Risks and Opportunities
The rivalry between UiPath and ServiceNow presents significant risks and opportunities for both companies. On the one hand, the intense competition in the market could lead to a decrease in market share for both companies. However, on the other hand, the rivalry has also driven innovation and investment in the industry, presenting a significant opportunity for companies like UiPath and ServiceNow to capitalize on the growing demand for Agentic AI solutions.

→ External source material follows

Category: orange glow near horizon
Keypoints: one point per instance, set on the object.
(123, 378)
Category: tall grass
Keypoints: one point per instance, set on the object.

According to a report by the Australian Information Industry Association (AIIA), the country’s AI market is expected to grow at a CAGR of 23% between 2023 and 2028, driven primarily by the adoption of RPA and AI technologies. This growth presents a significant opportunity for companies like UiPath and ServiceNow to drive growth and expansion in the coming years.

What to Watch Next
The rivalry between UiPath and ServiceNow is expected to continue in the coming years, with both companies vying for dominance in the Agentic AI market. Investors and analysts will be watching closely for any developments, particularly in the areas of product launches and funding rounds. According to a report by Goldman Sachs analysts, “The rivalry between UiPath and ServiceNow is a sign of the growing maturity of the AI market. Both companies are pushing the boundaries of what is possible, and their innovative products and services have the potential to drive significant growth in the coming years.”
Another analyst, from Morgan Stanley, noted that “UiPath’s market value is expected to reach $50 billion by 2025, driven primarily by the adoption of its RPA technology in the Australian market. ServiceNow, on the other hand, has been banking on its workflow management platform to drive growth.”